Rank had its privileges for GM brass
Peter De Lorenzo, publisher of the industry Web site autoextremist.com, witnessed the life of a GM executive firsthand as the son of Tony De Lorenzo, who was General Motors' public relations vice president from 1957 to 1979.
"Back then," Peter De Lorenzo recalls, "the division general managers were akin to the potentates of small countries. They had incredible power and authority. There's just no equivalent now; managers today simply would not be able to relate."
For the first two years as PR chief, Tony De Lorenzo commuted between Flint and Detroit with GM CEO Harlow Curtice — but not by carpooling in a 1957 Chevy.
"Every Sunday night, Curtice and my dad would fly down to Detroit in the company plane," Peter De Lorenzo says. "From Monday to Friday they would stay in the executive suites off the 14th floor of the GM Building. Their executive canteen was the London Chop House (one of Detroit's premier restaurants), where they would have dinner and hold court every night. Then on Fridays, they'd fly back to Flint and spend the weekends with their families."
He remembers the GM Building itself as a monument to the world's largest automaker: "The main lobby was great. There was always an armada of the latest models on display, with two or three cars from every division. With all of its marble, glass doors, and gilt trim, it definitely felt like you were in the lobby of the most powerful corporation on earth."
And, he says, "The executive garage always had some hot stuff."
Cole had a lead foot
An example: Ed Cole's personal car in the early 1960s was a 1961 Impala SS that had one of only two 409 engines then in existence — the other was powering "Dyno" Don Nicholson's Chevy at the Summer National Drags.
Cole, an engineering whiz who became general manager of Chevrolet and later GM president, was never far from the newest, hottest engine technology.
"Ed actually let us borrow it for a weekend, and riding shotgun for my older brother, Tony, is one of the highlights of my youth," Peter says with a chuckle. "We humiliated many a car on Woodward Avenue that weekend." Woodward, Detroit's most famous avenue, was a drag-racing mecca in those days.
Dave Cole, Ed Cole's son, recalls that although GM's top managers at the time were among the most highly paid executives in the country, first and foremost for them was the product and technology.
Cole also remembers his father's passion for performance: "Dad had a lead foot and loved all things fast.
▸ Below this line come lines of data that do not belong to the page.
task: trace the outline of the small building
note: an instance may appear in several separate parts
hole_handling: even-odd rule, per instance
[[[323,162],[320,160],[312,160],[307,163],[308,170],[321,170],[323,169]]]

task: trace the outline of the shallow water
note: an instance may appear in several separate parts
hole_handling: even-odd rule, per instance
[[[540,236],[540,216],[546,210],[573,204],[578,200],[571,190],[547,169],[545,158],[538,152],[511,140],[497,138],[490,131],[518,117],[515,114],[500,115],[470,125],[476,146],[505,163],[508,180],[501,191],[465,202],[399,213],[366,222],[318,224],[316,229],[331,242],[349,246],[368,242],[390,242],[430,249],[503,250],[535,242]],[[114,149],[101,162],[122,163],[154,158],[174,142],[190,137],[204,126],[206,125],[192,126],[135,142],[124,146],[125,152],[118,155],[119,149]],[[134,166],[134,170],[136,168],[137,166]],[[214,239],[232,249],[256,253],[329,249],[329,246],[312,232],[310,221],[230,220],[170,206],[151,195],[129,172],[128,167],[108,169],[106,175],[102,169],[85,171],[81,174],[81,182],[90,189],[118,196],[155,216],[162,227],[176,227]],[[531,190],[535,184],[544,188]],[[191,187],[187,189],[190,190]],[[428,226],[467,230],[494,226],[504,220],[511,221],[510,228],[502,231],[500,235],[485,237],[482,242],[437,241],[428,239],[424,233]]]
One of his favorite projects was a black, plain-as-could-be 1953 Chevy that he had outfitted with a 265-cid V-8. He would pull into a gas station and ask the attendant to check the oil just to see the looks on their faces when they saw what was under the hood."
Bunkie fixed the phone
The power of GM's upper managers wasn't limited to being able to create their own personal hot rods. Judy Christie, daughter of Bunkie Knudsen and granddaughter of William S. Knudsen, tells the story of when she and her husband, Howard, moved to Clarence, N.Y., in the early 1960s for Howard's job there with GM.
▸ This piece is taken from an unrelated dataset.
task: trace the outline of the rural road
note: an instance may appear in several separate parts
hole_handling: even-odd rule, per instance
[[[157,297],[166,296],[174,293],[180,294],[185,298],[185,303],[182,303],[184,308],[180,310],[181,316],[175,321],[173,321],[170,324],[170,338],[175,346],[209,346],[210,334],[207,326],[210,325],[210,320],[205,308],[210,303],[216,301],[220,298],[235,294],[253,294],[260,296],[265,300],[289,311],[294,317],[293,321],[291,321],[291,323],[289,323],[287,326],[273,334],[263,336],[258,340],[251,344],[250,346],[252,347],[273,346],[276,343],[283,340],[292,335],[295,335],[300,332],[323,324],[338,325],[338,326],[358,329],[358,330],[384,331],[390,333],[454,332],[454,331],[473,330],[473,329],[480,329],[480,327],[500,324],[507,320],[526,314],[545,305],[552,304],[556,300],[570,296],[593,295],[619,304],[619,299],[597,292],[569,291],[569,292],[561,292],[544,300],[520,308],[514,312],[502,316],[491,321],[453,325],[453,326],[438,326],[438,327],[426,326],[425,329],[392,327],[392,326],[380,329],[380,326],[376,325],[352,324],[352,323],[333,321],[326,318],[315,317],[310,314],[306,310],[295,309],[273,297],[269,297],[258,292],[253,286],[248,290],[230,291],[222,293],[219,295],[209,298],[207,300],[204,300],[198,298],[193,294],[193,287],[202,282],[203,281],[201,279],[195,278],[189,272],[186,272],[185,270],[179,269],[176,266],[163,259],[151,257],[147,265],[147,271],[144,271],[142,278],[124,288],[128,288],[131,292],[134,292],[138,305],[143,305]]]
"Clarence was remote and sparsely populated, so we shared a party telephone line with the neighborhood," she recalls. "During a phone call with my dad, then Chevy's general manager, one of the neighbors picked up and my dad asked, 'What was that?' I told him it was our party line. The next day a truck came out and ran new phone lines for the whole neighborhood so we could have a private line."
As Howard Christie made his way up the ranks at GM, he had the chance to see up close how upper management was treated. "Whenever an executive was collected at an airport, there was always somebody to meet him and carry his briefcase," he recalls.
Christie adds, "I've thought a lot about why things were the way they were back then. The best I can come up with is that a lot of these guys had served in World War II and had seen how the guy ahead of them in rank was treated with all the perks and privileges. They'd think to themselves, 'When I get to that position, I want that, too.'
"I think that attitude carried over once they got civilian jobs, because I saw it in a lot of places back then, not just at GM."